Yields Have Much Farther to Fall

It often seem as though trade-deal news drives the markets, but how could this be so when we all know that China will never, ever change its crooked ways? Not that it matters. If Trump hadn’t started a tariff war, it would have made little difference in the way a bull market now in its eleventh year behaves; stocks would still be trading about where they are. The only difference is that the con-artists who make their living levitating stocks would have found a different story to drive the short-covering rallies that alone are capable of boosting the broad averages past old highs.

‘Phase One’ Forever!

When we read in the Wall Street Journal that shares have risen because traders supposedly were optimistic on a given day about the tariff talks, we understand that this is poppycock that is not even remotely true.
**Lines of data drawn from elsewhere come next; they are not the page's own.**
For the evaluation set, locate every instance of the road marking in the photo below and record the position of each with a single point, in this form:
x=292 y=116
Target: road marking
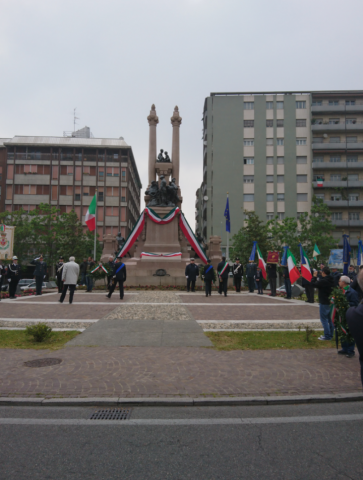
x=181 y=422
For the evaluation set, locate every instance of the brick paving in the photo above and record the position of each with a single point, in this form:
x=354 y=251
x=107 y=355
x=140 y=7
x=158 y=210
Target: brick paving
x=162 y=371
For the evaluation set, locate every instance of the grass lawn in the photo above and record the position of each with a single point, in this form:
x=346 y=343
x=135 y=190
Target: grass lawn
x=266 y=340
x=19 y=339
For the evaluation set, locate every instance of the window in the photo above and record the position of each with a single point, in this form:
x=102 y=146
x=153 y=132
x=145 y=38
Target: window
x=248 y=197
x=248 y=179
x=300 y=104
x=353 y=177
x=248 y=123
x=248 y=105
x=249 y=161
x=353 y=197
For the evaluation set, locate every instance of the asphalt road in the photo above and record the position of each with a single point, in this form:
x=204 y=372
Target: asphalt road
x=323 y=441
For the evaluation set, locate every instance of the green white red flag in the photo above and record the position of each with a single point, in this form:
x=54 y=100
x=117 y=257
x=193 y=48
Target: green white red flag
x=90 y=217
x=294 y=273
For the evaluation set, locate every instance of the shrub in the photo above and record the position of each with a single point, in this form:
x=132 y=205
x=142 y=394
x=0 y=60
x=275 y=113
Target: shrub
x=40 y=331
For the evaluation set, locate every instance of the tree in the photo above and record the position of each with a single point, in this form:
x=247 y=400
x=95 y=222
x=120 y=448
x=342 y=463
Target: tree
x=254 y=230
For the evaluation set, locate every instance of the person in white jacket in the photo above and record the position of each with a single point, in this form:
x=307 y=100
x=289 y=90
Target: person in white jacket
x=70 y=277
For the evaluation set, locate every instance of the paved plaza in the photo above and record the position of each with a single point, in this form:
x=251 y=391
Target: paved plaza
x=152 y=344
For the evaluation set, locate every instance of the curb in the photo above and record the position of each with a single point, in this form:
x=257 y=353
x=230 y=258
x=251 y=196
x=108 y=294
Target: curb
x=179 y=402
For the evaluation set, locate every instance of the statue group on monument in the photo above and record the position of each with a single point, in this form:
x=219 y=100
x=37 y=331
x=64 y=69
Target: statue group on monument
x=163 y=196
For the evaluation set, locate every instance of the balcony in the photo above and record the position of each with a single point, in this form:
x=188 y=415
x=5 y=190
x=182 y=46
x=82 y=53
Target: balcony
x=339 y=183
x=337 y=165
x=347 y=223
x=337 y=127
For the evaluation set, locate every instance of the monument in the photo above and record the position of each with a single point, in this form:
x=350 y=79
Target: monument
x=162 y=241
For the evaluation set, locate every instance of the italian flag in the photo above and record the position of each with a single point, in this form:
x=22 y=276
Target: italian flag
x=294 y=273
x=261 y=263
x=90 y=217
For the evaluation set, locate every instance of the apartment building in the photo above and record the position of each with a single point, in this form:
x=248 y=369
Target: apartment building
x=256 y=147
x=337 y=146
x=67 y=172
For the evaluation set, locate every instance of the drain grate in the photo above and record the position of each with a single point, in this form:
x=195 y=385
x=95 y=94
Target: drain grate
x=43 y=362
x=111 y=414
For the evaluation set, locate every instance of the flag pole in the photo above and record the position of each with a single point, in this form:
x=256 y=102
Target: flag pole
x=94 y=244
x=227 y=249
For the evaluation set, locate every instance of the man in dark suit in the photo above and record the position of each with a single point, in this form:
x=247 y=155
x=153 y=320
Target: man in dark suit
x=354 y=318
x=223 y=270
x=39 y=273
x=191 y=274
x=119 y=275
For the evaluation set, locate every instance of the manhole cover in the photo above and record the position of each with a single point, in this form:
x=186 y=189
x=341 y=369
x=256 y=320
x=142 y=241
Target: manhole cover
x=111 y=414
x=43 y=362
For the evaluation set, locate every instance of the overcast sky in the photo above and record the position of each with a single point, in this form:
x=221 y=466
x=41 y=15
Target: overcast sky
x=113 y=58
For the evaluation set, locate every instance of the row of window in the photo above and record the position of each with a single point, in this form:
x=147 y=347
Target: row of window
x=270 y=105
x=250 y=197
x=270 y=123
x=250 y=142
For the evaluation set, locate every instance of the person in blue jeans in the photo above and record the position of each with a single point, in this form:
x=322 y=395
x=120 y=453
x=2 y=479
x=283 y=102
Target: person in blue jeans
x=325 y=286
x=353 y=300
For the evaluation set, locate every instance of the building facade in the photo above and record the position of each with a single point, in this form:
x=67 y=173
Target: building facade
x=67 y=172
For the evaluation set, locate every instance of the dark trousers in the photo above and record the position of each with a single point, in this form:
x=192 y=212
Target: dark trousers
x=223 y=286
x=288 y=287
x=251 y=284
x=39 y=284
x=237 y=283
x=310 y=293
x=273 y=286
x=208 y=287
x=192 y=283
x=60 y=284
x=71 y=293
x=113 y=286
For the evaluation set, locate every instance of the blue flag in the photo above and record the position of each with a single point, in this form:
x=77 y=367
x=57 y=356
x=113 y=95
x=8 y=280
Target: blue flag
x=228 y=218
x=253 y=253
x=284 y=257
x=346 y=254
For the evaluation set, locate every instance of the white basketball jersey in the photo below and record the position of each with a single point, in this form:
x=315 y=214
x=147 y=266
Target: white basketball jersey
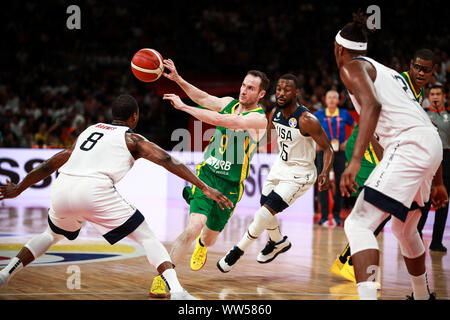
x=100 y=152
x=295 y=149
x=399 y=109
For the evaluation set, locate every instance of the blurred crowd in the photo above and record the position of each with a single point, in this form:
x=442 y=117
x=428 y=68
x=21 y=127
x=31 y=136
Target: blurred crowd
x=56 y=81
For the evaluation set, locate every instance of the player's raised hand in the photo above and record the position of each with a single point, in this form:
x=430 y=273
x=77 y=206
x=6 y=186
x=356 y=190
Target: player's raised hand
x=438 y=196
x=174 y=100
x=348 y=183
x=218 y=197
x=173 y=75
x=9 y=191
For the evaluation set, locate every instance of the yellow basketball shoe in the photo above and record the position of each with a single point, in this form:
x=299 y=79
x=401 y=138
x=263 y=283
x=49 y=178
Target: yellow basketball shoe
x=198 y=258
x=336 y=267
x=348 y=272
x=158 y=289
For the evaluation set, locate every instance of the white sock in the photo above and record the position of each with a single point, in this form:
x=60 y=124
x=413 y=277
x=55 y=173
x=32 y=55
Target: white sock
x=367 y=290
x=420 y=287
x=170 y=278
x=263 y=219
x=13 y=266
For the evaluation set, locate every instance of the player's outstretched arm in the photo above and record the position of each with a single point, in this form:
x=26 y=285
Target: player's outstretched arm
x=198 y=96
x=271 y=132
x=358 y=77
x=231 y=121
x=42 y=171
x=310 y=125
x=142 y=148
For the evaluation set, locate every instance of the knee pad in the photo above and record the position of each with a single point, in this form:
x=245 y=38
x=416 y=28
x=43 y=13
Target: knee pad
x=407 y=235
x=275 y=201
x=40 y=243
x=360 y=237
x=263 y=220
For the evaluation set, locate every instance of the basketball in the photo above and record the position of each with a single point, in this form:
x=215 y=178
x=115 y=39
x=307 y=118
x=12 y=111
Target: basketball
x=147 y=65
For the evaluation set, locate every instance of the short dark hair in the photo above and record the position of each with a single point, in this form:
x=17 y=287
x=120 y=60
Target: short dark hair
x=264 y=80
x=123 y=107
x=290 y=76
x=425 y=54
x=356 y=30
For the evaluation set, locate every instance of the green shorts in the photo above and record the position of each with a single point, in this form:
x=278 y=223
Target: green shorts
x=199 y=203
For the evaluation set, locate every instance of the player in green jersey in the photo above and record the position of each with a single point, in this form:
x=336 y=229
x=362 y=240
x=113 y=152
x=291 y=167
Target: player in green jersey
x=417 y=77
x=240 y=125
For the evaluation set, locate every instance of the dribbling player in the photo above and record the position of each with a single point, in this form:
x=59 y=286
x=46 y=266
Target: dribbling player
x=291 y=175
x=84 y=191
x=412 y=156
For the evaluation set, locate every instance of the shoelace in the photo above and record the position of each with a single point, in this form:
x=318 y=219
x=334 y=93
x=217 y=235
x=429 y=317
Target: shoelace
x=232 y=257
x=269 y=247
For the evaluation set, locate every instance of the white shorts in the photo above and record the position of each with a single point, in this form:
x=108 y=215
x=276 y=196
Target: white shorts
x=405 y=173
x=288 y=183
x=78 y=199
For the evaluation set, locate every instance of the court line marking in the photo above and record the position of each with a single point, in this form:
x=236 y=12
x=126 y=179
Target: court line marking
x=202 y=293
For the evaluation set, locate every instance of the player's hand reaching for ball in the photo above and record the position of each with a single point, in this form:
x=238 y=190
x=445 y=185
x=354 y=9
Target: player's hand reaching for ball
x=218 y=197
x=9 y=191
x=174 y=100
x=173 y=75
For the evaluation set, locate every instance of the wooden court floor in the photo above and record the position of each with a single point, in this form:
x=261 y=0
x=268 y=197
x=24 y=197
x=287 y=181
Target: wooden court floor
x=302 y=273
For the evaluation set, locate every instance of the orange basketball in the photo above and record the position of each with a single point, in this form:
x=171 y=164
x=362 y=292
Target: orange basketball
x=147 y=65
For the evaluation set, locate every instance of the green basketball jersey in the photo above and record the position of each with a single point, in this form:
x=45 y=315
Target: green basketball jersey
x=418 y=95
x=229 y=152
x=368 y=162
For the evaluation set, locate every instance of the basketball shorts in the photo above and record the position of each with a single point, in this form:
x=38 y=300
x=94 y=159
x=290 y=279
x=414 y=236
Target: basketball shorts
x=405 y=173
x=78 y=199
x=284 y=185
x=199 y=203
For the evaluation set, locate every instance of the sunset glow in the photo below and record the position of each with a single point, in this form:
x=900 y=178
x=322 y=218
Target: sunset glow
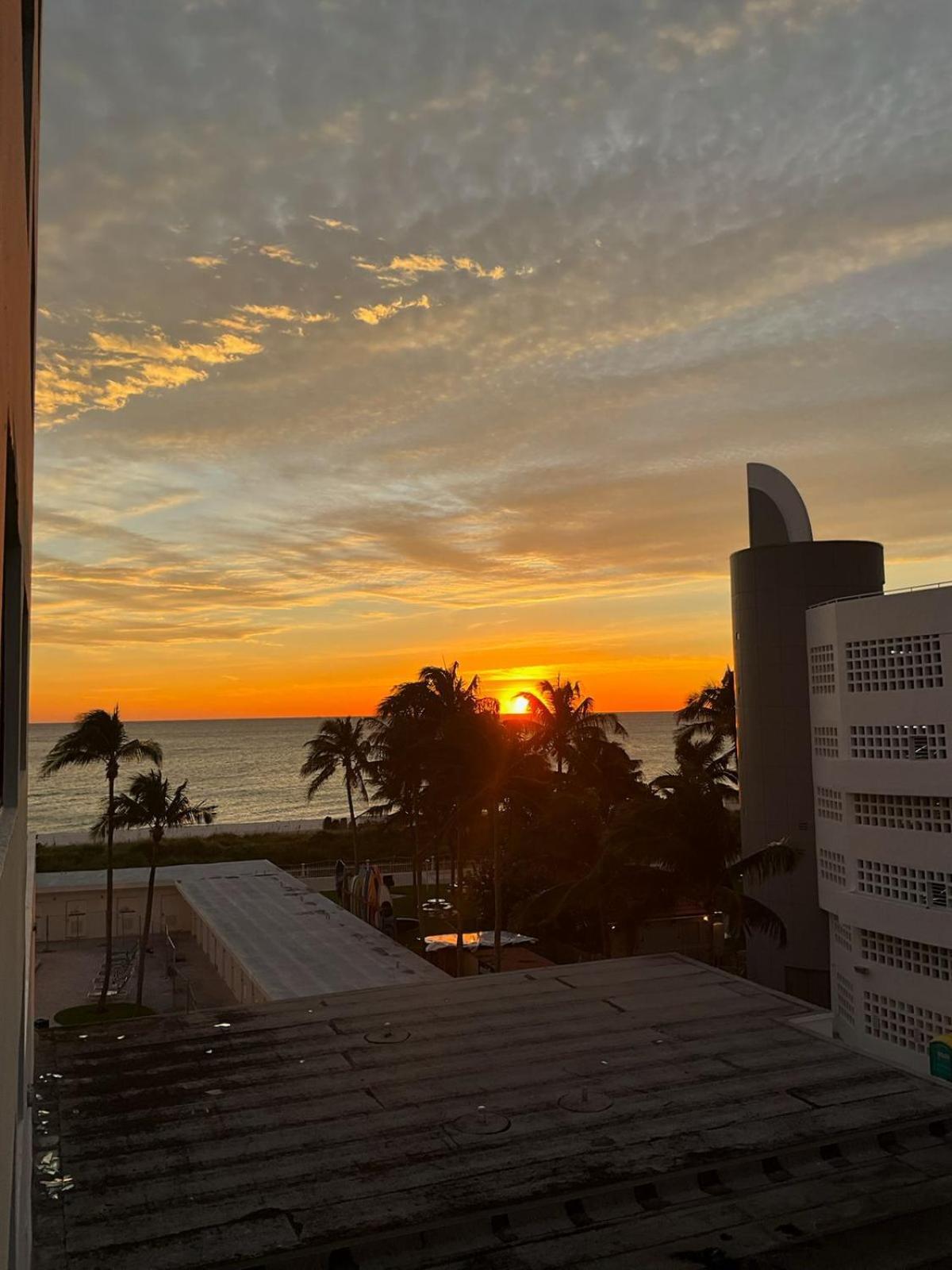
x=455 y=347
x=516 y=705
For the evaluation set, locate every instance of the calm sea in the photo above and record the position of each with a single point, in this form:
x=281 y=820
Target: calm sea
x=249 y=768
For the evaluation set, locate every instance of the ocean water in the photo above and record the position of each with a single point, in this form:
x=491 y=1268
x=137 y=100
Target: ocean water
x=248 y=768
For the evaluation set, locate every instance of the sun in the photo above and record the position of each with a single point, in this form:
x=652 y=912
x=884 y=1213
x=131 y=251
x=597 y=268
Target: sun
x=518 y=705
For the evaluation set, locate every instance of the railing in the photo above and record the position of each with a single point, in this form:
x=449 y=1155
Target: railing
x=325 y=868
x=875 y=595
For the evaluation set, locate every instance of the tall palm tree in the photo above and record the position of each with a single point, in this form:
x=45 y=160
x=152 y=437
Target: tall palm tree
x=413 y=737
x=706 y=732
x=501 y=774
x=101 y=738
x=149 y=804
x=700 y=845
x=564 y=719
x=342 y=745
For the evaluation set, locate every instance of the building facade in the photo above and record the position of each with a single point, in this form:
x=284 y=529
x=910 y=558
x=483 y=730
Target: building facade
x=881 y=722
x=774 y=583
x=19 y=57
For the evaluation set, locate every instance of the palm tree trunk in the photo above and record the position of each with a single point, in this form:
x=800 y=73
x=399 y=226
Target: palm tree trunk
x=497 y=892
x=353 y=818
x=146 y=926
x=109 y=831
x=418 y=879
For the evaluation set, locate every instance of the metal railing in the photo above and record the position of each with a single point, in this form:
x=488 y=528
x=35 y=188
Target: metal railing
x=325 y=868
x=879 y=595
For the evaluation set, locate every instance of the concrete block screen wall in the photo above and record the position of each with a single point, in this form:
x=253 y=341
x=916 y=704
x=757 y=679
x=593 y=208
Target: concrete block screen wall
x=774 y=582
x=882 y=789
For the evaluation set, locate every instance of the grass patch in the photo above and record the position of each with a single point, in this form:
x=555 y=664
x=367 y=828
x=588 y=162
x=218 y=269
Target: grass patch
x=80 y=1016
x=285 y=850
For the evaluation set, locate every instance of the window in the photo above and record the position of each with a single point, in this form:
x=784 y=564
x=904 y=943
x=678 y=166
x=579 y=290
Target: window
x=916 y=812
x=894 y=664
x=928 y=959
x=842 y=933
x=931 y=888
x=829 y=803
x=833 y=867
x=898 y=741
x=823 y=671
x=903 y=1024
x=844 y=1000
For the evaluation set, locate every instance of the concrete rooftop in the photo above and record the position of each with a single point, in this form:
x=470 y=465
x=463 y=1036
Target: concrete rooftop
x=644 y=1113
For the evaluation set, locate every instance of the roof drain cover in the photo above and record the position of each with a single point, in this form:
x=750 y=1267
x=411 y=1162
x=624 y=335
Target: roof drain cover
x=387 y=1035
x=482 y=1122
x=585 y=1100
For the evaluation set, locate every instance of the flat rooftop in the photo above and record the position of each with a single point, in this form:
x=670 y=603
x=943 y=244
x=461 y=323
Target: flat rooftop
x=165 y=876
x=296 y=943
x=647 y=1111
x=291 y=941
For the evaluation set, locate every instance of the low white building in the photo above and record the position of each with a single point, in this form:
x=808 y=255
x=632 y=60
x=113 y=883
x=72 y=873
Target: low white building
x=881 y=717
x=267 y=933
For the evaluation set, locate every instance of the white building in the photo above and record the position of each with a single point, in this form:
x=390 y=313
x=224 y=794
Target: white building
x=267 y=935
x=881 y=717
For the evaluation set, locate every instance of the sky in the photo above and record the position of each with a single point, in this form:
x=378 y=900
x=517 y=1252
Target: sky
x=376 y=334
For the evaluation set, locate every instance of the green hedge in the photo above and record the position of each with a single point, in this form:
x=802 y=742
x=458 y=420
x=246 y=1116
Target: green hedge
x=82 y=1016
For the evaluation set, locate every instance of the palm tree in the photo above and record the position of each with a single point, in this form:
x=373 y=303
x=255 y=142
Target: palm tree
x=149 y=804
x=706 y=730
x=413 y=741
x=564 y=719
x=700 y=845
x=340 y=745
x=101 y=737
x=501 y=774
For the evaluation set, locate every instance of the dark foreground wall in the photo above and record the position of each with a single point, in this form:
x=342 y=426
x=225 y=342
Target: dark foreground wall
x=19 y=21
x=771 y=590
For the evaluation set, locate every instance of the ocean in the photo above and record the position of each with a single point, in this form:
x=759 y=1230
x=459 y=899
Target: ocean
x=248 y=768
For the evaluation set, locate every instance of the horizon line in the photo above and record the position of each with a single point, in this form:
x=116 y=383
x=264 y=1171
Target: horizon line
x=50 y=723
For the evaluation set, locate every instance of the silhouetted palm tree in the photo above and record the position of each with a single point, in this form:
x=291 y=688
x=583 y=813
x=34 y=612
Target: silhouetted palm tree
x=342 y=745
x=706 y=732
x=698 y=844
x=501 y=772
x=101 y=737
x=414 y=743
x=149 y=804
x=564 y=719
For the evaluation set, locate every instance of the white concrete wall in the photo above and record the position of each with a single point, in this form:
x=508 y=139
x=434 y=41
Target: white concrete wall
x=243 y=986
x=867 y=991
x=80 y=914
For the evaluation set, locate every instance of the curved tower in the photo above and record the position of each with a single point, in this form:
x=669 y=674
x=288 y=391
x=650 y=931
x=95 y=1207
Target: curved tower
x=774 y=583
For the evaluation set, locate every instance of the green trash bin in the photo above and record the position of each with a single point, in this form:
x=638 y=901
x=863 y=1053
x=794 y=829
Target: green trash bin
x=941 y=1057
Even so, the hair-trigger reflex of institutional investors is to buy stocks whenever there is the faintest bullish buzz, and to dump them the instant China responds with incredulity. Wednesday’s earth-shaking story was that a meeting to enact phase one of the deal has been pushed out to December. Stocks greeted this discouraging mid-day tidbit with spasms that lasted for all of ten minutes; then they settled back into their wonted, bullish groove. At this rate, the talks will drag on indefinitely without producing any tangible results. Although it has been clear for some time that this is what both sides want, it was not until this afternoon’s gratuitous spasms that investors revealed it is what they want as well.